Not easier, simpler.

[-] HiddenTower@lemmy.world -1 points 1 year ago

That is what we are going to change

Then do it! I feel like I've heard this for so long, from all the parties, and just nothing gets done.

[-] cjsolx@lemmy.world 1 points 1 year ago

Do you realize who tweeted that? Because I feel like asking Bernie Sanders to just "do it" is very unfair. He's been fucking trying for the past decade.

[-] werds@lemmy.world 0 points 1 year ago

I used to like Bernie , I think he talks a good game to get people in but can be counted on to take a dive.

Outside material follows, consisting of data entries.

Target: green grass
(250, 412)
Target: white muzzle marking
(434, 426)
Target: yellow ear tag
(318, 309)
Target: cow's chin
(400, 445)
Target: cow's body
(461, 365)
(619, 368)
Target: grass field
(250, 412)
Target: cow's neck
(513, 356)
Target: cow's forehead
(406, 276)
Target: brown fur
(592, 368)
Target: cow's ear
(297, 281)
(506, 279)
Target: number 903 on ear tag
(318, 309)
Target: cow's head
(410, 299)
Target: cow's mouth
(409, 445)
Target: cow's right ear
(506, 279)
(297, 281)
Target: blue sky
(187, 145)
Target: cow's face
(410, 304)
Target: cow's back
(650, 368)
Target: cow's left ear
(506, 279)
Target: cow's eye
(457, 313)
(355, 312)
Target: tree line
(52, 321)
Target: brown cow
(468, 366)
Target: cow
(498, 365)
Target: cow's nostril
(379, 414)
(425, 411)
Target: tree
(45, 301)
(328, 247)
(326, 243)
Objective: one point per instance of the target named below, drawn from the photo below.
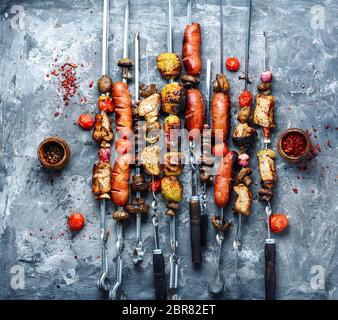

[-] TrinityTek@lemmy.world 1 points 1 year ago

Take a dive, as in concede after losing the primary and supporting the Democratic nominee? That's exactly what he said he would do all along. It's a requirement to run as a Democrat in the primary and Bernie is a man of his word.

[-] HiddenTower@lemmy.world -1 points 1 year ago

I'll agree he is trying, but it's so little, so slow, the whole legislature sucks at making progress.

[-] cjsolx@lemmy.world 1 points 1 year ago

Yeah, but again that's not on Bernie. If we had more Bernies things would be different, but he's literally trying to roll that rock up the mountain like goddamn Sisyphus by himself.

Idk. I just feel like your comment is ungrateful for his efforts. He's an old man who deserves a rest from all this futility, but I get the feeling that he won't stop trying to effect change until he dies or is too physically/mentally infirm to continue.

[-] FinalBoy1975@lemmy.world -1 points 1 year ago

This is very smart of him to use generational terminology to engage with young voters. He's looking at trends on social media. Maybe it will work for him. His main obstacle is that most democrats are moderate and don't have a problem voting republican if they think the democrat is too far to the left. Maybe engaging with young voters in this way can help him get over that obstacle.

[-] nichos@lemmy.world -2 points 1 year ago

College prices went sky high when the government started backing student loans, they should have never done that.

[-] blackbelt352@lemmy.world 2 points 1 year ago

Except the government has been backing student loans since the GI bill passed in 1944. College tuition started growing in the 80s and really took off on the 90s and 2000s. So of the government backed loans didn't cause skyrocketing tuition for almost 2 generations, why did it start when millennials were just being born?